ビルシステムの“セキュリティ”導入に立ちはだかる業界の壁と、その先に目指す理想像ビルシステムにおけるサイバーセキュリティ対策座談会【後編】(2/4 ページ)

» 2019年08月27日 06時00分 公開

中核人材育成プログラムで結実した“解説書”

モデレータを務めたマカフィーの佐々木弘志氏

 一般的に、ビル業界ではオーナーを頂点としたヒエラルキーが存在する。当然ながら、セキュリティに取り組む際も、その影響を強く受けざるを得ない。
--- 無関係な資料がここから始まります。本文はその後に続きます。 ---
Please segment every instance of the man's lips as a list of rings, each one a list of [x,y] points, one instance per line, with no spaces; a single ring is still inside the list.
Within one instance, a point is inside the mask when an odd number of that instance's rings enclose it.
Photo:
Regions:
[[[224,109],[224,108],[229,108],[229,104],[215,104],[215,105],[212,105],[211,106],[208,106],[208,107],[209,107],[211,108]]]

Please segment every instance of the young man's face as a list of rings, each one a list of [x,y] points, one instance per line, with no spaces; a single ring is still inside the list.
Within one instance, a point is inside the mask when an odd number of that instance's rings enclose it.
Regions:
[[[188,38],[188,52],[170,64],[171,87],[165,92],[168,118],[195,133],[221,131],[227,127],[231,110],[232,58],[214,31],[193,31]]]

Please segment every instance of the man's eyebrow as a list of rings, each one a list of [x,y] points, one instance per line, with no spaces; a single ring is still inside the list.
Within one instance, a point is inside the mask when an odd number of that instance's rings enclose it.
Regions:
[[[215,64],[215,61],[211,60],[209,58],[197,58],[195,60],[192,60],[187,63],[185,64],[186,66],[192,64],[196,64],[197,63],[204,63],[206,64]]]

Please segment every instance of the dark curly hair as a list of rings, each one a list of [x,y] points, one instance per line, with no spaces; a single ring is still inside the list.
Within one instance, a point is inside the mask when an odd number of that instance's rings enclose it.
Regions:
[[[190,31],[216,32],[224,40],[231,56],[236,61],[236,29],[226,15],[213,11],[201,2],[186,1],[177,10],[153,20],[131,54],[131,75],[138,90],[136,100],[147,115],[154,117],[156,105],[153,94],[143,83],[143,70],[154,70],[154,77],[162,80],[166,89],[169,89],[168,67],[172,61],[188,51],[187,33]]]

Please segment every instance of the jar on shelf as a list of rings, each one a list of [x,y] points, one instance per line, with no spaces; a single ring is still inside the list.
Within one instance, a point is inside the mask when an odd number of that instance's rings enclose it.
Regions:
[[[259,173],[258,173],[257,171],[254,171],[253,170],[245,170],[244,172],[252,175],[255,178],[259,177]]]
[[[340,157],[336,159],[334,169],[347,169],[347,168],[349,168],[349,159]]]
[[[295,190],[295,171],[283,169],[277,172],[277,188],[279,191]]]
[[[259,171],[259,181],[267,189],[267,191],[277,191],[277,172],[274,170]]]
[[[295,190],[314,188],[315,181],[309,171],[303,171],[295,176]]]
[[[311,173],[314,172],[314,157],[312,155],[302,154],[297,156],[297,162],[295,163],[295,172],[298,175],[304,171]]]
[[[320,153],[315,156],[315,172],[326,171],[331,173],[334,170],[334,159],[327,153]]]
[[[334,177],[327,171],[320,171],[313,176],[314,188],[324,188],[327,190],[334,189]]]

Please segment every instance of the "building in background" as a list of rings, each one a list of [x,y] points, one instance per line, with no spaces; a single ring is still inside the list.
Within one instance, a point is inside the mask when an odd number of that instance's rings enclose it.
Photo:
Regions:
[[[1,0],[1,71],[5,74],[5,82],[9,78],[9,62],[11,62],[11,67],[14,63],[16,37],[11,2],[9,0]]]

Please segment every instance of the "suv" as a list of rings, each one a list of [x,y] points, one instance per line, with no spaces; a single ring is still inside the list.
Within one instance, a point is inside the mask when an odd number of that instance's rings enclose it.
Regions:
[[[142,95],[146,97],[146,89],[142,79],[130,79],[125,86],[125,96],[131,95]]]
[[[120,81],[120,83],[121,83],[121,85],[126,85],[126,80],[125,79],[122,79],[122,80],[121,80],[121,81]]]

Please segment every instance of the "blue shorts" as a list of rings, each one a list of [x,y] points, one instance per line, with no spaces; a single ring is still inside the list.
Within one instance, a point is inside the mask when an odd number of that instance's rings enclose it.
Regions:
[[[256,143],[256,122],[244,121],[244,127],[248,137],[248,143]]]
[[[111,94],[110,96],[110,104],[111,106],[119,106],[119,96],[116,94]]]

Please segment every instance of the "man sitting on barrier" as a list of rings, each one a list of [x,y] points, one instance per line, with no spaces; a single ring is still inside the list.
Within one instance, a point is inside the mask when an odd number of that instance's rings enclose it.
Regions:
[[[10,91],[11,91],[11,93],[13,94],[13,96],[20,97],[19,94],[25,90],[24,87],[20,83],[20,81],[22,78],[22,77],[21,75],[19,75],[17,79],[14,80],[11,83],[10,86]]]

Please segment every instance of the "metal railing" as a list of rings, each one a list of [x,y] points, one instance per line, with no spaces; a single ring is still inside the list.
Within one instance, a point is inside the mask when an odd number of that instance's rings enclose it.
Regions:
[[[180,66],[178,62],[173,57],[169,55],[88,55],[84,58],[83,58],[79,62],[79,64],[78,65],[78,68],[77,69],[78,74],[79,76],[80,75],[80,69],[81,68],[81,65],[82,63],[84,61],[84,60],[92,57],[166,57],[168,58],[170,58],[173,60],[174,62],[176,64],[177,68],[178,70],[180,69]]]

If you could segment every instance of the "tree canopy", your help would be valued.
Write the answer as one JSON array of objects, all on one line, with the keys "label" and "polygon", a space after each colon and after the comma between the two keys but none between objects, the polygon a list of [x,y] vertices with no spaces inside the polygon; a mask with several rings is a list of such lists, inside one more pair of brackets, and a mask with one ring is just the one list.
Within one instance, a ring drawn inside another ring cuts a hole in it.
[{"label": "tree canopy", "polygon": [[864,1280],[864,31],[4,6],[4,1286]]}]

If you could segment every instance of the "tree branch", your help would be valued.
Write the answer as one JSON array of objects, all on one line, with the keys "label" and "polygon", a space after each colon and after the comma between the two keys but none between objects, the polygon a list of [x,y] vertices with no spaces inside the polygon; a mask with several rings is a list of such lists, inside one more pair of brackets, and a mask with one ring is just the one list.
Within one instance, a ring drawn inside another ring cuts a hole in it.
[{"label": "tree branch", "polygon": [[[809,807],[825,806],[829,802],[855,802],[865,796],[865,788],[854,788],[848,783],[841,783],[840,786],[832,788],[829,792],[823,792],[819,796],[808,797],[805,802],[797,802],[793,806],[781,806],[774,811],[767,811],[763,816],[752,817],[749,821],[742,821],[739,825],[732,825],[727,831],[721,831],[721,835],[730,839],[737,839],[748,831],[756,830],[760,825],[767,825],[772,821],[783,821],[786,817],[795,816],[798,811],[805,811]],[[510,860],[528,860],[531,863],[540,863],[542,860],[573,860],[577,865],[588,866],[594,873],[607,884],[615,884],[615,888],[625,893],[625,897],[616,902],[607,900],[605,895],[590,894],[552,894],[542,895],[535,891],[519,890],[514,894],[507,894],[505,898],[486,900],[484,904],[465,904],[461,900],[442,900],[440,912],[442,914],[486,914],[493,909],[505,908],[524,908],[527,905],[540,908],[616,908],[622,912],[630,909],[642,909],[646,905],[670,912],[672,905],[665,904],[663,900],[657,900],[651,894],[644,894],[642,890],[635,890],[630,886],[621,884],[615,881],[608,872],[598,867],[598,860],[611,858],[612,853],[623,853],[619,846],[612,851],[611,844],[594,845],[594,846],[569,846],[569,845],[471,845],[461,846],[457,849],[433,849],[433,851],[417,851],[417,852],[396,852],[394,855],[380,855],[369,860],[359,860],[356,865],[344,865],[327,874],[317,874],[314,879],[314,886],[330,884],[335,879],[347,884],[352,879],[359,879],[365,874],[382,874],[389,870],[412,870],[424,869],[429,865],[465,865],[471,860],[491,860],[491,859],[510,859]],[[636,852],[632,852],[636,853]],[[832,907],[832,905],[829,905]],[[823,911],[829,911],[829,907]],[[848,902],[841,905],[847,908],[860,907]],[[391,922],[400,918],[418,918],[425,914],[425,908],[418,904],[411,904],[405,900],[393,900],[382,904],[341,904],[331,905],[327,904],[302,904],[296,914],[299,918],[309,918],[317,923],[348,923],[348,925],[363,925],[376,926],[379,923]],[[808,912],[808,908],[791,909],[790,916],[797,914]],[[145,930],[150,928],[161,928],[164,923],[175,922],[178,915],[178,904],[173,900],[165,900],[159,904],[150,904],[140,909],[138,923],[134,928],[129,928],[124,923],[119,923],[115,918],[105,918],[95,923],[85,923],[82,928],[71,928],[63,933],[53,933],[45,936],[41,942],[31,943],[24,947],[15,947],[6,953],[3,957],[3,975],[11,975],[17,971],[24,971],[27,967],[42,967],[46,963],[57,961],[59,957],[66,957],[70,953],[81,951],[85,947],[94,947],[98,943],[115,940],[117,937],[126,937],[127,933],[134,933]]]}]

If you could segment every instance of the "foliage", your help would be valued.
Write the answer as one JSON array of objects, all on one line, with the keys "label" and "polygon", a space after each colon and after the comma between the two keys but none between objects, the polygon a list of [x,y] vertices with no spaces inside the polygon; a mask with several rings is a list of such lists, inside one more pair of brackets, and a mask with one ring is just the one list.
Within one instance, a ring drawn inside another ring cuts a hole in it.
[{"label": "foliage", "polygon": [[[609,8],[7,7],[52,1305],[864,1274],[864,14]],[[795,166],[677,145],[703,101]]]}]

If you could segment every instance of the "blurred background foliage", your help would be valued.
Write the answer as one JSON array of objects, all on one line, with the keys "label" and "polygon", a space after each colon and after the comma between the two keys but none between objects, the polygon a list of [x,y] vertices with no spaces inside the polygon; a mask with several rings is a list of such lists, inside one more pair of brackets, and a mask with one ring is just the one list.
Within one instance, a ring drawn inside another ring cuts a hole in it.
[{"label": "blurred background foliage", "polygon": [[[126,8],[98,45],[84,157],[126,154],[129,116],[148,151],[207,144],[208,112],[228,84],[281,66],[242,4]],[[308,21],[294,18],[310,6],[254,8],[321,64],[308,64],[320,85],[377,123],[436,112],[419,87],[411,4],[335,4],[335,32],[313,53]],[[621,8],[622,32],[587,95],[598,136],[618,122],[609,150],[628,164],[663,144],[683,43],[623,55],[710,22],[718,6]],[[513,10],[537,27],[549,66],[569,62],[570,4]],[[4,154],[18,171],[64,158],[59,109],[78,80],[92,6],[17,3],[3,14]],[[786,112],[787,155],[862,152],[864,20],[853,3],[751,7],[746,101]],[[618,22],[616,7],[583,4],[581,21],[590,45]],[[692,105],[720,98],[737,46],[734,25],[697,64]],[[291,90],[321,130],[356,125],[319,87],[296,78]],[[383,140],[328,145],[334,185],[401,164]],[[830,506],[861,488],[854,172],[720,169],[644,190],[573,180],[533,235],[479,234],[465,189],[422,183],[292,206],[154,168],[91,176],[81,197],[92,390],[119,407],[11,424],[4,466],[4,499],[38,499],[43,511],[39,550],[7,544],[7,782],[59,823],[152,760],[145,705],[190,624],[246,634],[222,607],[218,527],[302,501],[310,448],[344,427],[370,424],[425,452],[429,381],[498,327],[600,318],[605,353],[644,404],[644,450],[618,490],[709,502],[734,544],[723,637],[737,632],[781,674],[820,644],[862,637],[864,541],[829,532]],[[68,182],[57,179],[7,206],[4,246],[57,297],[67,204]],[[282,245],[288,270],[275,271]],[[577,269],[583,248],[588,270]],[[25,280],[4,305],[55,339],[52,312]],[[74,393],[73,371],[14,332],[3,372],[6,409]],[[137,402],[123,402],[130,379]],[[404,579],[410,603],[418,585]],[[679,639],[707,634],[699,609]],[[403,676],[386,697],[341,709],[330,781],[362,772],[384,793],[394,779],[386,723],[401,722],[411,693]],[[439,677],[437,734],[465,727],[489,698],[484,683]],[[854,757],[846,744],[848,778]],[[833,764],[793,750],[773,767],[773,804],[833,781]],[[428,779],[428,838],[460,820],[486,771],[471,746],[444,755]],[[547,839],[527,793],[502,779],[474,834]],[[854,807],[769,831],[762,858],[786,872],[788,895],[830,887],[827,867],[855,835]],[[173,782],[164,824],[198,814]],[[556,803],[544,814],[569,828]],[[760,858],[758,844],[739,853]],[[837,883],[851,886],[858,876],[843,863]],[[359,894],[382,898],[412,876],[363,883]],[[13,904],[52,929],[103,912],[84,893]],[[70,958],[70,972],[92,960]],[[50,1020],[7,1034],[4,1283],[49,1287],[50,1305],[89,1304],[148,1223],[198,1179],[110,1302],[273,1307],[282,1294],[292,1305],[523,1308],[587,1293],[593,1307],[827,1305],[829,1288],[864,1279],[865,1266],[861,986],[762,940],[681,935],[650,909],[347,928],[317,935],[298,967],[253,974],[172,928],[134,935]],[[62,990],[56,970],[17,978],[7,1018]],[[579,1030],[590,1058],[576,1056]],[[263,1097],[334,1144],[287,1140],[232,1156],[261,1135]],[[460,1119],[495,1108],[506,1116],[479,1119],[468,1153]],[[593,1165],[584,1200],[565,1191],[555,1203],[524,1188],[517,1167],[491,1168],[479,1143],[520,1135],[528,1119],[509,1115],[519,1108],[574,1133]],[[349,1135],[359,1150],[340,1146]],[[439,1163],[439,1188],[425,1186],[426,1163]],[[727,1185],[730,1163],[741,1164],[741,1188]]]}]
 しかし、研修の指導を担当したマカフィー サイバー戦略室 シニア・セキュリティ・アドバイザー CISSPの佐々木弘志氏(ICSCoE サイバー技術研究室 専門委員)は、プログラム中、1年間フルタイムで時間を共にすることによって生まれる信頼関係をもとに、参加者が皆フラットな立場で、純粋にビルのセキュリティについて議論している場面に感銘を受けたと話す。

富士通エフサスの亀ノ上明氏

 これについては、富士通エフサス サービスビジネス本部 セキュリティインテグレーション統括部の亀ノ上明氏も、「自分達の所属企業でやってきたバックグラウンドがそれぞれにあって、その観点を持ち合いながら建設的な話し合いができた」と縦構造を一切感じず、忌憚(きたん)のない活動ができたことを明かした。このような自由でフラットな関係性は、“解説書”を作成する過程でも、発揮されたようだ。

 解説書は、経済産業省が2019年6月に、ビルシステムにおけるサイバーセキュリティの確保を目的に公開した「ビルシステムにおけるサイバー・フィジカル・セキュリティ対策ガイドライン第1版」(以下、ガイドライン)を補足し、実際の施策を導入する際の手助けとなるものだ。NTTファシリティーズの長田氏は、この“解説書”を「第一歩を踏み出す手助けになるファーストステップガイド」と説明する。

NTTファシリティーズの長田智彦氏

 経済産業省の“ガイドライン”の内容は、そのまま受け入れてしまうと、これからセキュリティ対策を始めるビル関係者にとって負担になりかねない。これに対して、解説書は優先順位を設定して、道筋を示し、セキュリティ導入の敷居(しきい)を下げる効果が見込まれる。

 経済産業省のガイドラインの内容に沿って、いきなり100点満点を取ろうとするのは困難。「現実の計画に落とし込んだ時に、どこからどうやって手を付けるか、順番と手順を考慮する必要がある。解説書にはICSCoEで学んだ手法を採り入れて、その点を視覚的に理解できるように提示している」(長田氏)。

 例えば、解説書内の「対策マップ」や「対策カタログ」などには、そうした工夫の跡が見られる。対策マップは、ガイドラインに示されている対策の一覧を、図版化して全体像を俯瞰できるようにしたもの。対策カタログは、ガイドラインにある対策方法をカテゴリーに分類し、その対策ができていない場合に考えられるリスク、影響、対策を説明したものだ。

 長田氏は、「辞書のように参照したり、ビルシステムにおけるセキュリティ対策の全体像を見える化したりするのにも活用できる」とその有用性を説く。